また、この政策は、いらない社員をリストラしたい企業にとっては逆効果にもなり得る。中高年のリストラで使われる希望退職者募集の際の割増額を加えた退職金は大手企業の場合、50歳前後の社員に3000~5000万円が支払われる。そうなると、定年退職金よりももっと税金を取られる計算となる。再就職探しのリスクを考えて、応募しないで会社に残ることを選択する社員が増える可能性もある。
そもそも今回、転職を妨害しているという理由で税制を見直すというのであれば、違う発想をしてもいい。例えば、本来は勤続20年以下の退職所得控除額も20年超と同じ年間70万円にする。このことで20年超の人が受けられる恩恵を勤続20年以下の人にも付与するべきだろう。それによって、手取りの退職金が増え、転職先探しにかかる費用の足しにできるのではないか。
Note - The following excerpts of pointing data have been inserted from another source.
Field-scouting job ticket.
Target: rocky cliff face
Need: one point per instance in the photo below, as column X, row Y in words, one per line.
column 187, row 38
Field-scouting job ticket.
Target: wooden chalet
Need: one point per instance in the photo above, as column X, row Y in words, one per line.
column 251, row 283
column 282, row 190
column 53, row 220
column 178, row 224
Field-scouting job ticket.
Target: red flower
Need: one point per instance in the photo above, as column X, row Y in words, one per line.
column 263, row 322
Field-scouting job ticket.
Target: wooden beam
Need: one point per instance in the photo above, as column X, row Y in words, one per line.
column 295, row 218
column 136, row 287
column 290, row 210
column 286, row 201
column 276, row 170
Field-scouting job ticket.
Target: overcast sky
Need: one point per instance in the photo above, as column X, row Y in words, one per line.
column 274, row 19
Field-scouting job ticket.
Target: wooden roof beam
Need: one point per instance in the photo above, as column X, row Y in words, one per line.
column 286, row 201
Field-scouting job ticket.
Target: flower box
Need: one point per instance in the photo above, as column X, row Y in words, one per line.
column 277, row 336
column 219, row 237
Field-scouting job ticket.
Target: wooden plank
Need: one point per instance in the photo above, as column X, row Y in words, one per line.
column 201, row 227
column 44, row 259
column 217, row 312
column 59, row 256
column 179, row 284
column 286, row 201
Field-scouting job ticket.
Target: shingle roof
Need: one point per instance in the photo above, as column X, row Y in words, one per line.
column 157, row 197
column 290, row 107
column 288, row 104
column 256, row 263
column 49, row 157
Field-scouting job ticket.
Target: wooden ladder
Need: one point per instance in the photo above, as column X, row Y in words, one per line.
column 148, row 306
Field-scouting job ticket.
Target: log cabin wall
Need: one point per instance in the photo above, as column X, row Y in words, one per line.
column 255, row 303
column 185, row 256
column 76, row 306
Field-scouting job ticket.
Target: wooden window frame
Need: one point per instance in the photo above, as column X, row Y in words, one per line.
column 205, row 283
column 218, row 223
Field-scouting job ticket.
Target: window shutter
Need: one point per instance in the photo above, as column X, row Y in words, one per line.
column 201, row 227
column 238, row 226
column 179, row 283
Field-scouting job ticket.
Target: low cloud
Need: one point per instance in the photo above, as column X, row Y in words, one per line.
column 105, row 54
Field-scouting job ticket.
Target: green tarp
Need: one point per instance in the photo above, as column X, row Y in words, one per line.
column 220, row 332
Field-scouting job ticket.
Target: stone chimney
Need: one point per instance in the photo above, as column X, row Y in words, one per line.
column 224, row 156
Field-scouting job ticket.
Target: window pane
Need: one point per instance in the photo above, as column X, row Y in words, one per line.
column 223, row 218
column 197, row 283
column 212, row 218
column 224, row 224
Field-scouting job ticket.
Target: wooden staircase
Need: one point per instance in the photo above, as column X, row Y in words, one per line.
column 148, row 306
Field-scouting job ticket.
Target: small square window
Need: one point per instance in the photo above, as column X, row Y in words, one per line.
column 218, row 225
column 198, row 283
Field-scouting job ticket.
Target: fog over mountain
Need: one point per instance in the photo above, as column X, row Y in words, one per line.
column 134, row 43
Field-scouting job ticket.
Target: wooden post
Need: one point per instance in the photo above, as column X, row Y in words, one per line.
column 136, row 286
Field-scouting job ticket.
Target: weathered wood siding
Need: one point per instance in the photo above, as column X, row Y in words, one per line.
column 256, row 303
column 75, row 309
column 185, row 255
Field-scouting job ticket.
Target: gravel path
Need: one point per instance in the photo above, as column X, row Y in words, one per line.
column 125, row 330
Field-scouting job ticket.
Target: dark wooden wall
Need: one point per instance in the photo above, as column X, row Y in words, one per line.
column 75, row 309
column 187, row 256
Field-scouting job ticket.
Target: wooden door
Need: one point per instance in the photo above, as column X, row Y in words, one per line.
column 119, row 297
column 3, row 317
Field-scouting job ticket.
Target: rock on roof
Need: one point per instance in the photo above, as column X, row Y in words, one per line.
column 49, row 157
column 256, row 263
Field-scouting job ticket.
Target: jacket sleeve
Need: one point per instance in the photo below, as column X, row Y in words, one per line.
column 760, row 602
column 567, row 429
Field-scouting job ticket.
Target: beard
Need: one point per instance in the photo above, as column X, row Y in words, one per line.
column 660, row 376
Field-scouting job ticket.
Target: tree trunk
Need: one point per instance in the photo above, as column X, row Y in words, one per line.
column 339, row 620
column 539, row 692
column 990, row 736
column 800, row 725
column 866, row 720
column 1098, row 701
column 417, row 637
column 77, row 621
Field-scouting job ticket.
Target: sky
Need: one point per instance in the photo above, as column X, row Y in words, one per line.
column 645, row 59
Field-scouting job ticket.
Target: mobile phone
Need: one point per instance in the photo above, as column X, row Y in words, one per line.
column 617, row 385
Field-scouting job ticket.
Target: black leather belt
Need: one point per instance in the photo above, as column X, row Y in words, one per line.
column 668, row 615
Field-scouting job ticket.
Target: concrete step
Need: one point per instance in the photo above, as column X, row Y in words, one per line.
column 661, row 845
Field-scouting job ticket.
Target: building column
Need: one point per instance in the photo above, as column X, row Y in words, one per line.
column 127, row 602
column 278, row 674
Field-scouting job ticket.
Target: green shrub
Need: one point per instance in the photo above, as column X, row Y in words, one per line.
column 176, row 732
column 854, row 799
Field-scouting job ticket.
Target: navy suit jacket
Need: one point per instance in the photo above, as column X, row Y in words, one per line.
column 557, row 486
また、労働移動の円滑化のためにできるのは退職金関連だけではない。今回の「三位一体の労働市場改革の指針」では、「自己都合で離職する場合、求職申込後2カ月ないし3カ月は失業給付を受給できない失業給付制度を見直し、リスキリングを条件に会社都合の場合と同じ扱いとする」施策も掲げている。これが実現すれば、失業給付が早く受給できるようになり、自主的な転職者も増えるだろう。
今回の政府の骨太の方針は、成長分野への労働移動の円滑化などが主目的だが、税制も関わる案件ゆえ政府の背後には当然財務省も絡んでくる。同省からすれば控除額を勤続21年以降に年70万円を上乗せするのをやめれば税収は増えるが、転職しないまま定年を迎えた会社員の実入りは確実に減る。
転職促進策が実現できても、退職金・企業年金が減らされている中、老後の生活保障がますます危うくなる事態になりかねない。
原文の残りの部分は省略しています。